Pro-ISIS Messages were posted on the Hacked Twitter Account of U.S. Central Command

The YouTube and Twitter accounts of the U.S. Military Central Command were hacked on Monday by unknown hackers. Pro-ISIS messages were posted on the page before the accounts were taken down for a number of hours.

The U.S. Central Command informed that the social media sites were ‘compromised’ for around 30 minutes. The said websites reside on commercial and non-defense department servers and both of them were taken down temporarily while the authorities looked further into the incident. CENTCOM told that the military networks of CENTCOM were not compromised and there was not any operational impact on U.S. Central Command. In a statement CENTCOM said that it will restore services to its YouTube and Twitter accounts as soon as possible. They viewed this as a case of ‘Cybervandalism’.

Banners and profile images of the Twitter account of CENTCOM was replaced by the images from the ‘CyberCaliphate’, one of them read: ‘I love you ISIS’. Tweets claiming that the hackers have broken into the computers of U.S. military and have extracted the official’s personal information were also posted on the CENTCOM Twitter account. Twitter said that it was helping the Pentagon resolve an issue related to account security, however, Twitter doesn’t comment on individual accounts.

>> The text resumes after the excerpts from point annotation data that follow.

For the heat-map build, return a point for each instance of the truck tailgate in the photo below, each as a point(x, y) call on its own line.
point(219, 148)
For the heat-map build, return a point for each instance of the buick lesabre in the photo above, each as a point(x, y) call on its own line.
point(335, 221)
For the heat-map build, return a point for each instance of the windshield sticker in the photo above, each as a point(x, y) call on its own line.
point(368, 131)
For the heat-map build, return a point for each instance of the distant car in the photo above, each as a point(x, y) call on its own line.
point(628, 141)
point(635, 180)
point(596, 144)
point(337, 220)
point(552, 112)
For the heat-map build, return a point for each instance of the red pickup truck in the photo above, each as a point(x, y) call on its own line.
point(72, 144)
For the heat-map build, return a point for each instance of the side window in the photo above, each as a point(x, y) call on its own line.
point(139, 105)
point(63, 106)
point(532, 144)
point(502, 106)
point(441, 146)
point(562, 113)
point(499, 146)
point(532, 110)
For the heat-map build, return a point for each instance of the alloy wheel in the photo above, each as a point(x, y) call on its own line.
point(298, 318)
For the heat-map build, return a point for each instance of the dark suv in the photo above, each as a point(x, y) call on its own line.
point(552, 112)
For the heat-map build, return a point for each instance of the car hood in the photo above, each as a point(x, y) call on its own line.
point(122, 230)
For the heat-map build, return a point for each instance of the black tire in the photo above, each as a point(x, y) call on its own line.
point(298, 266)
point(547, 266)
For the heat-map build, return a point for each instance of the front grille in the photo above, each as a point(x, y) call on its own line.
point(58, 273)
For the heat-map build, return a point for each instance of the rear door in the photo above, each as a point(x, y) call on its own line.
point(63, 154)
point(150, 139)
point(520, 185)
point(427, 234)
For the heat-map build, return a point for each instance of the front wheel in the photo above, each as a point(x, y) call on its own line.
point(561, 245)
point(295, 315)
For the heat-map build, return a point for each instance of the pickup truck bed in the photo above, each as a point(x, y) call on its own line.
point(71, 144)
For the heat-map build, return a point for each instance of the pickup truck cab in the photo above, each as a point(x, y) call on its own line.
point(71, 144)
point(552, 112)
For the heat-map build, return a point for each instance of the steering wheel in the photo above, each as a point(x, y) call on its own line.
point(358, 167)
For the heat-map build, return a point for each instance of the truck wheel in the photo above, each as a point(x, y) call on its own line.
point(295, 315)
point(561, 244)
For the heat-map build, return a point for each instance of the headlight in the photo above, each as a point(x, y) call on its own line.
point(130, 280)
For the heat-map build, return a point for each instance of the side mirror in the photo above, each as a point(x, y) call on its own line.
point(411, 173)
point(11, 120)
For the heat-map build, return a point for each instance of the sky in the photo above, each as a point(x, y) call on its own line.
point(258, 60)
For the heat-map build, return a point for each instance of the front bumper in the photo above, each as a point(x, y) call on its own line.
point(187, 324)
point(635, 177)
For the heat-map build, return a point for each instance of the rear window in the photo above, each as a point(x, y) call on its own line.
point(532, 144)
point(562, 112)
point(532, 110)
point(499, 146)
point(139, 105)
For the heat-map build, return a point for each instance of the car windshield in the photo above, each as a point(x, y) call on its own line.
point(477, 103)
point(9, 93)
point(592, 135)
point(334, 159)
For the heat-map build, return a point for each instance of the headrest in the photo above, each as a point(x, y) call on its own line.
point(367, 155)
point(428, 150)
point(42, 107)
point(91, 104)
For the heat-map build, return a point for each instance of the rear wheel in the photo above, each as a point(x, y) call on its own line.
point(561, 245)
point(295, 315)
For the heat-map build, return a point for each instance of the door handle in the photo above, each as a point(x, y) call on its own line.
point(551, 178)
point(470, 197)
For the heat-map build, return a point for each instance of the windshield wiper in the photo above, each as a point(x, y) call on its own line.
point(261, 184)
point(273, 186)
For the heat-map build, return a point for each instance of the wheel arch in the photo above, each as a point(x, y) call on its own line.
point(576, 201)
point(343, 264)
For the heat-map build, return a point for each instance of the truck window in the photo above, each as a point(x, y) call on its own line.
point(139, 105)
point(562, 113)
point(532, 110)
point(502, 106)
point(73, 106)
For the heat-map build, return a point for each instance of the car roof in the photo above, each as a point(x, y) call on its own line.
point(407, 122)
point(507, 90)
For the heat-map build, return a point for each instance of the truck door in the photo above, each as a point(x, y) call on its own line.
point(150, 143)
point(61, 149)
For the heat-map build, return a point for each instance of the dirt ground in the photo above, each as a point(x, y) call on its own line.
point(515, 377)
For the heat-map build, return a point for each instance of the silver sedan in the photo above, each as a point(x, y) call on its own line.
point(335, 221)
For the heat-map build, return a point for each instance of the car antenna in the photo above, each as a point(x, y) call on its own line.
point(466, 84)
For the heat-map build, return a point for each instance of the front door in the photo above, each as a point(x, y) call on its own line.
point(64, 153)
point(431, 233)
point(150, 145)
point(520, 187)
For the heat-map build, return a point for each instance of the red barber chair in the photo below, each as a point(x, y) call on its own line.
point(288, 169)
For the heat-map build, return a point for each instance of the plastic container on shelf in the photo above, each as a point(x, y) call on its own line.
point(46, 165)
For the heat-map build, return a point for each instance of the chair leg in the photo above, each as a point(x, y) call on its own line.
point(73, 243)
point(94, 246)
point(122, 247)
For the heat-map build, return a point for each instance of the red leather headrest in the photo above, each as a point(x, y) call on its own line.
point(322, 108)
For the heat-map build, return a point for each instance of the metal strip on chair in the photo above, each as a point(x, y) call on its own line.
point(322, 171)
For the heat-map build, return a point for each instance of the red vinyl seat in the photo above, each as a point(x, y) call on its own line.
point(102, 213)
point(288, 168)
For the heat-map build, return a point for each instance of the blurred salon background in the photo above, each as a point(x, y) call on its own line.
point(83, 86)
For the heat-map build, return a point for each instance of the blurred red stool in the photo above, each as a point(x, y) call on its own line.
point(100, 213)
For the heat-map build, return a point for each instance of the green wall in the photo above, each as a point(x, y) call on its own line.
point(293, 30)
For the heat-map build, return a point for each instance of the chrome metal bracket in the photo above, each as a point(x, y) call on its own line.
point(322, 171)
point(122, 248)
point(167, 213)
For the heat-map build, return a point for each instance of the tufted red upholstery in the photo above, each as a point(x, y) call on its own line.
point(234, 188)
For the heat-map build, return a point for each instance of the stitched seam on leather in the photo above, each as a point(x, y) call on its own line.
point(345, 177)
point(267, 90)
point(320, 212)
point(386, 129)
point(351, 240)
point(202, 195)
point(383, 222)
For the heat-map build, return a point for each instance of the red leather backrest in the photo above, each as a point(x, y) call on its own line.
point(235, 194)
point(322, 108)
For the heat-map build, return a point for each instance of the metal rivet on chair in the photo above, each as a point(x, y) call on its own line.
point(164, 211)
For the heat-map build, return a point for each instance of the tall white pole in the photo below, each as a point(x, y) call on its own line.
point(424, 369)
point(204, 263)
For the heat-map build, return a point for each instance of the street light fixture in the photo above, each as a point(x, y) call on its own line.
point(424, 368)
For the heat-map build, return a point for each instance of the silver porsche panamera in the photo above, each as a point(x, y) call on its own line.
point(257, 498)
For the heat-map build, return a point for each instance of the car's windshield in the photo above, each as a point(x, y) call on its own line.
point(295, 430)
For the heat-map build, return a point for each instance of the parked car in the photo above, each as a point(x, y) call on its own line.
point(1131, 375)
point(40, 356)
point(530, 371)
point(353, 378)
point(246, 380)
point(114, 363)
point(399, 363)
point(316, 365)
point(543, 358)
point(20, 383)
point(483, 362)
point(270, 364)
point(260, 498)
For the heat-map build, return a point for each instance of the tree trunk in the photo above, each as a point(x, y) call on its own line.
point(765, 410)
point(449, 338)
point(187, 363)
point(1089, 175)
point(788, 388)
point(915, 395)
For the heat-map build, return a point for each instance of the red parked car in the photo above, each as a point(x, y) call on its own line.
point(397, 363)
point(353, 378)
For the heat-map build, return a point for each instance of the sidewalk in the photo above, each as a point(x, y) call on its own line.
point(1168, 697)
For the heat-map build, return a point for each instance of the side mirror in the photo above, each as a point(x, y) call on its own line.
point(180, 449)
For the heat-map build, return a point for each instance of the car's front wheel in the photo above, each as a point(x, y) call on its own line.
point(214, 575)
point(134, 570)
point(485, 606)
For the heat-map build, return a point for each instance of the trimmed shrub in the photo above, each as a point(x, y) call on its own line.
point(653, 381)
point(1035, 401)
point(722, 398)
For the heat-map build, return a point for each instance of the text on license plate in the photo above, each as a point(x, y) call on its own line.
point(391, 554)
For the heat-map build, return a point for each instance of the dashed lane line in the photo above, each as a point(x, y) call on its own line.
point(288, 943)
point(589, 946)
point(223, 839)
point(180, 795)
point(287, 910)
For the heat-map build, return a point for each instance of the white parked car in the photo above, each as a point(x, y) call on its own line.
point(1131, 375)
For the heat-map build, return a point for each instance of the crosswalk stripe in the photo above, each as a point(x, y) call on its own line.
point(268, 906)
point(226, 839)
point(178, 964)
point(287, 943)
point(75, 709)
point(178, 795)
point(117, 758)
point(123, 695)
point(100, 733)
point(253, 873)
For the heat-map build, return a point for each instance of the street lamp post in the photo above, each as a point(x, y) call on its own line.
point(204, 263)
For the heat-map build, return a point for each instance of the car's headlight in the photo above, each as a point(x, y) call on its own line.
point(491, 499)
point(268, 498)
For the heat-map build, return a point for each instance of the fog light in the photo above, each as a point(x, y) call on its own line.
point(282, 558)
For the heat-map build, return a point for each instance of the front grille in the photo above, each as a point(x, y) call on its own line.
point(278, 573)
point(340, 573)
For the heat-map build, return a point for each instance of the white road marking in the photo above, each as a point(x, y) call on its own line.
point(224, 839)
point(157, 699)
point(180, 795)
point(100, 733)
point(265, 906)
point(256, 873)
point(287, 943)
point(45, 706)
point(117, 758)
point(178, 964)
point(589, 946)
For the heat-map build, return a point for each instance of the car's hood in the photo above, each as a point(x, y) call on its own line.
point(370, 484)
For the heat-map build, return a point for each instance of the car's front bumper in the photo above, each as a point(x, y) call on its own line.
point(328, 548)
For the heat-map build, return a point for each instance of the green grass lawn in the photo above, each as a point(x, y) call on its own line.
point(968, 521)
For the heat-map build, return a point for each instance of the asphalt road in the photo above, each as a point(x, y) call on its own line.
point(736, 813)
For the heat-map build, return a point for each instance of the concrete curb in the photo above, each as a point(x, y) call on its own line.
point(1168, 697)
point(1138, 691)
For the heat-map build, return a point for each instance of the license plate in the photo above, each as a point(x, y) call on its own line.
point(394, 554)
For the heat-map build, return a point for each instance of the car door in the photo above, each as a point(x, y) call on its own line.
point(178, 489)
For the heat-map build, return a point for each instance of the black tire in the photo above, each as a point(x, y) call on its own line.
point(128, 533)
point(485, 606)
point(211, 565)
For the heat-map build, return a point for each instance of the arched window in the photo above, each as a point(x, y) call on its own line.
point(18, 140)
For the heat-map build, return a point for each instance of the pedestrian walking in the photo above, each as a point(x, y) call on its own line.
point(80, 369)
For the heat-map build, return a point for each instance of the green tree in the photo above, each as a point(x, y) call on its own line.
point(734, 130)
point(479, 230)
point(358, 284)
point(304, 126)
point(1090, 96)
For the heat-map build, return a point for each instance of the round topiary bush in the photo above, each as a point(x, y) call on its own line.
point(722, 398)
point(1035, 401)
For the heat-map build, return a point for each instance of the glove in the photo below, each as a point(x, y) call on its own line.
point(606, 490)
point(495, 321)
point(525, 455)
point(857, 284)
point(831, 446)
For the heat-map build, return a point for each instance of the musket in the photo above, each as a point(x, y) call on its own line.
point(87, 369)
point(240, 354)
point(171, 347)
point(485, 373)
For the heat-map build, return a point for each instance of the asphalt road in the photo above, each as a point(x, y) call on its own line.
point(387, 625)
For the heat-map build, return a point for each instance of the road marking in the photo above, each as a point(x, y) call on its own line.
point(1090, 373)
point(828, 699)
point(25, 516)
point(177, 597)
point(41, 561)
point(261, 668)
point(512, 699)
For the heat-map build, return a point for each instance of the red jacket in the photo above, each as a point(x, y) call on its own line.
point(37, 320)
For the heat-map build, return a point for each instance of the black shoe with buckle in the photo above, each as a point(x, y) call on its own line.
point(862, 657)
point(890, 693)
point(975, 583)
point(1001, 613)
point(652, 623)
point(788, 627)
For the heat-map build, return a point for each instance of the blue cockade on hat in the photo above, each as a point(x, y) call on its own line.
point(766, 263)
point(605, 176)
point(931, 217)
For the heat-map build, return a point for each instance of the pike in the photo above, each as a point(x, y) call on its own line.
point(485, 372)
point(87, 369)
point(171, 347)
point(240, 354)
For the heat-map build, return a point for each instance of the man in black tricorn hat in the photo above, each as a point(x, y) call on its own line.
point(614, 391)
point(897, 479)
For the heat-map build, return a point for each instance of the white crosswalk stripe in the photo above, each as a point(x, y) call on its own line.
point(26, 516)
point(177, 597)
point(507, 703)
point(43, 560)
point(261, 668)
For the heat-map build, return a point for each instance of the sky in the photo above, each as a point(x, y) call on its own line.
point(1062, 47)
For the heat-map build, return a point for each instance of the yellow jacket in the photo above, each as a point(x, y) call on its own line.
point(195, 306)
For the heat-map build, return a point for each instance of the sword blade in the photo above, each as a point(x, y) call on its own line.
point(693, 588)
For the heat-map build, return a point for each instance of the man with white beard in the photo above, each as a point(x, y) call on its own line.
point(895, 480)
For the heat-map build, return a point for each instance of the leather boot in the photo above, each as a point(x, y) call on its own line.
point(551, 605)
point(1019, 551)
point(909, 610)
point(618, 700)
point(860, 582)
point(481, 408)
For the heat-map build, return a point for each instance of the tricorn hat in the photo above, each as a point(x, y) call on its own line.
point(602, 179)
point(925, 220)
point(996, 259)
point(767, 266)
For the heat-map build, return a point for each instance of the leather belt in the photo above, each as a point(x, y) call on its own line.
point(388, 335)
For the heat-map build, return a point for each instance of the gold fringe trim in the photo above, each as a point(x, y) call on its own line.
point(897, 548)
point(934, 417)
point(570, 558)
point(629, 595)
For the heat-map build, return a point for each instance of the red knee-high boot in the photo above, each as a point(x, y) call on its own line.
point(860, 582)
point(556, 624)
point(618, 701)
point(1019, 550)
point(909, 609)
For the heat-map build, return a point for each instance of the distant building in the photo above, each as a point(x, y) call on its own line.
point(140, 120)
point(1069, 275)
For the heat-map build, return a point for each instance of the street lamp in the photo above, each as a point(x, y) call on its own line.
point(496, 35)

None of the information posted on the account was classified, in-fact, some of it was outdated, the defense officials reported. The unknown hackers posted slides that purported to exhibit plans involving North Korea and China are not military and a few of them were produced by the Massachusetts Institute of Technology, the authorities informed. One of the defense officials remarked that this is not a security threat; however it is clearly embarrassing for them. The hack came on the same afternoon President Barack Obama addressed the Federal Trade Commission and talked about the importance of corporate cyber security and safeguarding the consumer data.